In our experiment, we sample the search space of WSD algorithms at the text level through different local similarity metrics summed into a global fitness score for a given configuration in the search space. Then, we move on to attempting to characterize the properties and distribution of the global scores compared to a F1 measure computed with relation to a human annotated gold standard that constitutes a reference disambiguation. Since what interests us is the behaviour of the global function compared to the F1 measure and more specifically a monotonous relationship between the global score and the F1 measure, we compute the Spearman rank correlation coefficient, which quantifies exactly the relative behaviour of the two scores towards one another under an assumption of monotonicity. We then group the samples of our search space by 100 and compute a distribution of correlation values, which gives us an overall idea of the correlation. We then break down the correlation values with relation to the F1 measure in a 3 % sliding window, so as to perform a more fine-grained analysis. The analysis reveals that the main distinction between Lesk and Extended Lesk measures is that the Lesk measures have potentially much higher maximal scores and correlations, at the cost however, of much noisier search landscapes and numerous minima and maxima in the correlation values.
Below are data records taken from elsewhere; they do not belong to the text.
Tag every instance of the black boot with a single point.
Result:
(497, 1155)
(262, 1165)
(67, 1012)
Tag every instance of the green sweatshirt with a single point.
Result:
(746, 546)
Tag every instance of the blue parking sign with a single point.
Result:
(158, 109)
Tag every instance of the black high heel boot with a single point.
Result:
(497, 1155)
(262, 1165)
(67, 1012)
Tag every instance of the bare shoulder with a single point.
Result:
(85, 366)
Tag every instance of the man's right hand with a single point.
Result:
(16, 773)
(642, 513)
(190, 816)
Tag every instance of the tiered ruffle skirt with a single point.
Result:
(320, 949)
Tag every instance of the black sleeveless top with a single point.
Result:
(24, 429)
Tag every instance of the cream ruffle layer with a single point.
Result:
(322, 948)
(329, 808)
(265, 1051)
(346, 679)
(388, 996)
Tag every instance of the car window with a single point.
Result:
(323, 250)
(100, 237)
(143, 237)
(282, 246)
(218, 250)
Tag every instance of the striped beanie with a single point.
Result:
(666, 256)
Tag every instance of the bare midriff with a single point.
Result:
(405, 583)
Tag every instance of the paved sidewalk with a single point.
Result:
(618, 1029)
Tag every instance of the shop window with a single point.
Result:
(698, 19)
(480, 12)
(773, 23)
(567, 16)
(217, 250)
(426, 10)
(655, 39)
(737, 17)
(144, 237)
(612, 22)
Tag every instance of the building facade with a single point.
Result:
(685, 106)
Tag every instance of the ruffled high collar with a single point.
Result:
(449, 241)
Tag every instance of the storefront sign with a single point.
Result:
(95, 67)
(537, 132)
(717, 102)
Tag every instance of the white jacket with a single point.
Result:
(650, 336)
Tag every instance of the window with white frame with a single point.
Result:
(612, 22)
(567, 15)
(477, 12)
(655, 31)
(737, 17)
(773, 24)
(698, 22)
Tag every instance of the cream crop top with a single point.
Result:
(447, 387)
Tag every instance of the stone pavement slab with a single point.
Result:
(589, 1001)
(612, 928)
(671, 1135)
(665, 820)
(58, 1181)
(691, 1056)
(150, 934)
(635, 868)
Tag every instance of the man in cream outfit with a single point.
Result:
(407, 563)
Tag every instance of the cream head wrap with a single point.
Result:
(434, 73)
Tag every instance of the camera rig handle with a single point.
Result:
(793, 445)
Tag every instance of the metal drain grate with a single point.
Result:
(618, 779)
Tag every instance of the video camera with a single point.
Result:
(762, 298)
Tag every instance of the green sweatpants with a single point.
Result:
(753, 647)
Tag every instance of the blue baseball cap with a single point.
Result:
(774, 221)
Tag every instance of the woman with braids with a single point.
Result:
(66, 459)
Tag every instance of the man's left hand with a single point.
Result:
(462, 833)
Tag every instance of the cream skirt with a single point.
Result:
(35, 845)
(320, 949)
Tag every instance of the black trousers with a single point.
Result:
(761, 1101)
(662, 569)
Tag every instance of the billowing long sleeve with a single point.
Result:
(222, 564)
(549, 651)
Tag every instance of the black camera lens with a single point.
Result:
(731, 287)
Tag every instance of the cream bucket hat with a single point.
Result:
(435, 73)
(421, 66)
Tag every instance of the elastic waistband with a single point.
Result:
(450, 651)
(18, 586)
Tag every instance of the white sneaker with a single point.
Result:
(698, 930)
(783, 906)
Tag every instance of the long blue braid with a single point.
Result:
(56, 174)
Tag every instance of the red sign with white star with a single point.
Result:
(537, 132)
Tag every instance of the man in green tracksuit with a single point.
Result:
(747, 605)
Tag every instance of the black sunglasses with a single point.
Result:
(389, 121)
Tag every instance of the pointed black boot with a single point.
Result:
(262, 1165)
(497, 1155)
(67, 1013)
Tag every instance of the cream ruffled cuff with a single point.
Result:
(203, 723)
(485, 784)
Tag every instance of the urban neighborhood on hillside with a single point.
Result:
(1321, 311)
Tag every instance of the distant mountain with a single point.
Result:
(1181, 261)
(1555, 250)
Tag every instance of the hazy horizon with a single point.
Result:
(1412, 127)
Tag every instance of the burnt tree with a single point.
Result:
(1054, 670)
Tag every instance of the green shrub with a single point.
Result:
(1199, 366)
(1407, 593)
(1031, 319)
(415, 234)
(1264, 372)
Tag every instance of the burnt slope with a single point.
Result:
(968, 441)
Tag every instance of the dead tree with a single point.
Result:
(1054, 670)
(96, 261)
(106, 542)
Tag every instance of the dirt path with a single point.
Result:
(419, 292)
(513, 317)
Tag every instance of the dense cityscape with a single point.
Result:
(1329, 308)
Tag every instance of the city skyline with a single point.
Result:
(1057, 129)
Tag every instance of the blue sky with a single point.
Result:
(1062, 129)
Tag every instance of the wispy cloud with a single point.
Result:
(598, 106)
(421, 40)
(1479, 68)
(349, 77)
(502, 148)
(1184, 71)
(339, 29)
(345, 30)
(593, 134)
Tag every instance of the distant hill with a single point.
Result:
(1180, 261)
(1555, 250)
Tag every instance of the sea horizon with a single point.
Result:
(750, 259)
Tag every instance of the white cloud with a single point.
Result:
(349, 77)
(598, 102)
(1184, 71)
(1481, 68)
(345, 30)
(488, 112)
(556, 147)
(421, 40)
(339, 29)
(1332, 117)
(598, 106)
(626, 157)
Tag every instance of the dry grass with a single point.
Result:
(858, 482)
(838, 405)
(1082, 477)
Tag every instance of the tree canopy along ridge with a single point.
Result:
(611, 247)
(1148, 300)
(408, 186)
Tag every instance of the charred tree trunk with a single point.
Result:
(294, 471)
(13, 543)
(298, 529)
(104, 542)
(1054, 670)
Thus there are many variations and local non-monotonic behaviour that in turn makes the job of disambiguation algorithms much more challenging. In contrast, Extended Lesk measures incorporate information from related concepts from the taxonomy of a lexical resource and in a way potentially introduces more linguistic noise. On average, this leads to much lower correlations with the F1 measure, at the added benefit of greatly reducing the amount of variation in the correlation values and thus in the presence and density of local non-monotonous behaviour. As a result, WSD algorithms have a much easier time finding solutions and better than they would with the Lesk measure. Overall, the algorithms are very sensitive to local maxima, despite the numerous meta-heuristic countermeasures that they set in place and the landscape with a Lesk score is possibly among the most difficult search spaces for them.

We believe that our own findings give a promising window on what happens in WSD search spaces and open a new avenue of research towards their study and the improvement of search heuristics in the solving of WSD problems. We will continue to explore new ways of efficiently characterizing the search space and new improvements that leverage such findings and insight, in order to get even better disambiguation with knowledge-rich approaches.